I've been thinking somewhat the same thing.. But, if at all possible, go electric.  The difference in sound is incredible... If electrical wouldn't be practical, then gas would be the next best thing...


----------



## Handgunner (Oct 4, 2004)

My uncle has one of each.  The electrical, to me, isn't worth it.   You have to plug, unplug, plug unplug, everytime you use it... and then when you do, you're lucky to get a good day out of it...

Or at least that's the way his is...


----------



## GrandSlamHunter (Oct 4, 2004)

I have an electric cart and it is quiet. It is good for getting to and from stands and scouting as long as you are on roads or firm ground. Get into mud and you're looking for a winch. The length of time it will keep a charge depends on the condition of your batteries. Mine has never lost it's charge while I was hunting.

The advantage of the 4 wheeler is its ability to go almost anywhere. It can also pull a seeder or drag or harrow which my cart can't. I'm thinking about going back to one of each to cover all the bases.

GSH


----------



## Snakeman (Oct 4, 2004)

Gas carts have more HP than electric carts.

The batteries in electric carts are much heavier than the engine in a gas cart, which means they will sink deeper in mud.

When your electric cart runs out of "gas" way out in the boonies, you've either got to push it back, or run a loooong extension cord to it.

When your gas cart runs out of gas, you carry a gas can to it, and you're on your way again.

Electric carts are quieter than gas carts.

List the pros and cons yourself, then make a decision.

The Snakeman


----------



## creekhunter (Oct 21, 2004)

*Gas Powered Golf Cart*

I bought a used (1986) gas E-Z Go golf cart in 1992. I'm still using it on my farm. I paid EZ-Go in Fitzgerald to put in a re-built engine about 6-years ago and it still runs strong. I bought a gas cart because I sometimes go distances that I would be afraid to go with a gas cart. Running an extension cord would be a problem in these areas. I've run out of gas before, but I just walked back to the barn and brought back a can of gas/oil mixture. Mine is a 2-cycle. I've pulled a small fertilizer spreader and even run over food plots with the tires to pack the seeds. As long as you keep the air filter cleaned and fresh gas/oil mixture in the tank, they are very reliable. 
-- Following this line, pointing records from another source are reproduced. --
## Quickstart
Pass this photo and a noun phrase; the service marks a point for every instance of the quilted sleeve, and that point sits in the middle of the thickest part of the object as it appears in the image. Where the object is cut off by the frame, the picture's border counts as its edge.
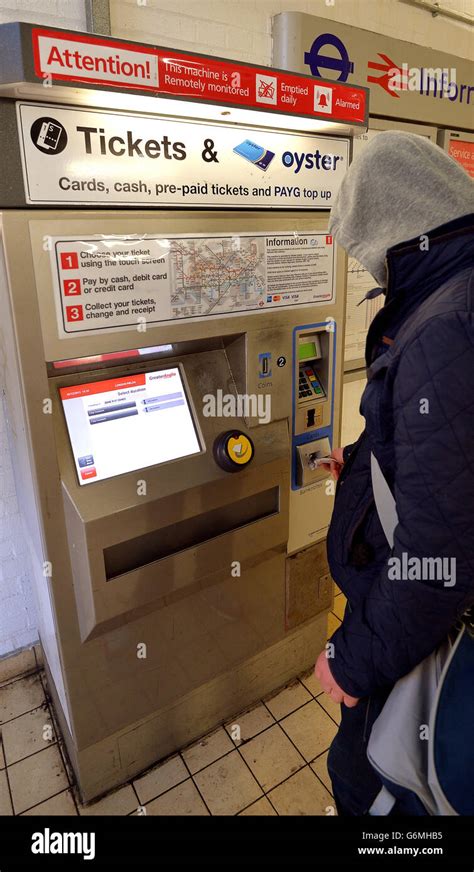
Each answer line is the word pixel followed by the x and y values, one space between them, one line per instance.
pixel 429 578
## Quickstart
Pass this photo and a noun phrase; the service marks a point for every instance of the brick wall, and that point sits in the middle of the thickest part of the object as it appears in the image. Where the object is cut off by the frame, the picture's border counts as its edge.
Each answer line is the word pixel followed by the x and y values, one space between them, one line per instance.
pixel 241 29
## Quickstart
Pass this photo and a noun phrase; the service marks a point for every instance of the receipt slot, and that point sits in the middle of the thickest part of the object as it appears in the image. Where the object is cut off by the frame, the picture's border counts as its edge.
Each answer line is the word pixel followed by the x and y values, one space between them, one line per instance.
pixel 170 374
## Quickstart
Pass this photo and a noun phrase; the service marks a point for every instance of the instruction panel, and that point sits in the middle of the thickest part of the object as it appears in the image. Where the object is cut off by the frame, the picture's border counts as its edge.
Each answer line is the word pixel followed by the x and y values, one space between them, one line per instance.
pixel 105 283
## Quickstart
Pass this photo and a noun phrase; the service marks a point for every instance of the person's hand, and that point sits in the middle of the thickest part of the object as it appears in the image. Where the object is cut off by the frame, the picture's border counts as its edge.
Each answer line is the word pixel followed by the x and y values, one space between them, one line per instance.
pixel 330 685
pixel 336 464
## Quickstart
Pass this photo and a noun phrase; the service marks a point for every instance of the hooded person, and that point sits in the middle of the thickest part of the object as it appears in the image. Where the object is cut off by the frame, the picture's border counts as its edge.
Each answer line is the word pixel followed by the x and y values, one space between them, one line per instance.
pixel 405 210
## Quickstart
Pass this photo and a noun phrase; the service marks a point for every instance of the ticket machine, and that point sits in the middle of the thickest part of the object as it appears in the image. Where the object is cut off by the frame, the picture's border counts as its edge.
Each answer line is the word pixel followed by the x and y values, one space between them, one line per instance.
pixel 171 343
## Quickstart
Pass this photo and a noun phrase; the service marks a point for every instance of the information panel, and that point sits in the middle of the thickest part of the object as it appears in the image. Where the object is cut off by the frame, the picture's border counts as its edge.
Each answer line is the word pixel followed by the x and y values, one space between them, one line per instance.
pixel 127 423
pixel 106 283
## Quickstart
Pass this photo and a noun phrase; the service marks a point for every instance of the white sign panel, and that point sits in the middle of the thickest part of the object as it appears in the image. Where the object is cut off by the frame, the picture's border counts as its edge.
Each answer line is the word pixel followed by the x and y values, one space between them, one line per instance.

The negatives are: Low ground tolerance. They are not much good in deep woods with roots, brush, etc. You can buy a used golf cart with a lift kit, which will help some. They are a little louder than the electric type and I don't ride mine to my stands for that reason. Also, because it runs on gas, it puts off a little bit of odor.  

It's great for taking the wife on a ride with you. I use mine for riding around the yard picking-up sticks and limbs. You can put a trailer ball on a small bracket on the rear and use it to pull a small trailer. The gas type has incredible power. It will spin the wheels before you stop that little engine. 

Ideally, you would want to have a golf cart and a 4-wheeler. Good luck!


----------



## Razorback (Oct 21, 2004)

I'm in the same boat as Delton,  is that a good thing?  

Mama wants a gas powered, lift suspension kitted w/ front bench seat & rear seat that converts to a platform/bed for hauling stuff.

I have heard of a brand that has an independent front suspension as opposed to a transverse leaf spring set up.  She wants a PLUSH ride.

Who has them for sale in the Monroe area?  Is there a way of buying a stock cart & adding the accessories along the way cheaper then buying it already built up?

Any & all help would be appreciated.

Razorback,


----------



## Handgunner (Oct 21, 2004)

Razorback said:
			
		

> I'm in the same boat as Delton,  is that a good thing?



I'm a big ol' boy, long as I'm in back and you up front, or vice versa, we should be safe...


----------



## Nick_T (Oct 21, 2004)

I was lookin at some at the fair last weekend that's called "Chuck Wagon". There 11HP Briggs or Honda, lifted with dirt tires, dump bed, all brand new for @$4K. Thought that wasn't too bad for a new rig. The place that's selling them is in Montazuma, if wanted I can find the contact info.

Nick T


----------



## creekhunter (Oct 22, 2004)

*Golf Cart*

I have a friend who bought a golf cart with the back seat. I rode in it one day and the springs and shocks are not made to support my weight (260-pounds) in a back seat. The rear end bottomed-out with my weight when we would hit a bump. I've kept mine standard. I carry yard tools in the back where the golf bags go. You can throw a couple of bags of corn, or fertilizer in there as well. 

A Kawasaki Mule or nother brand might be a better choice if you plan on carrying more than one additional person.


----------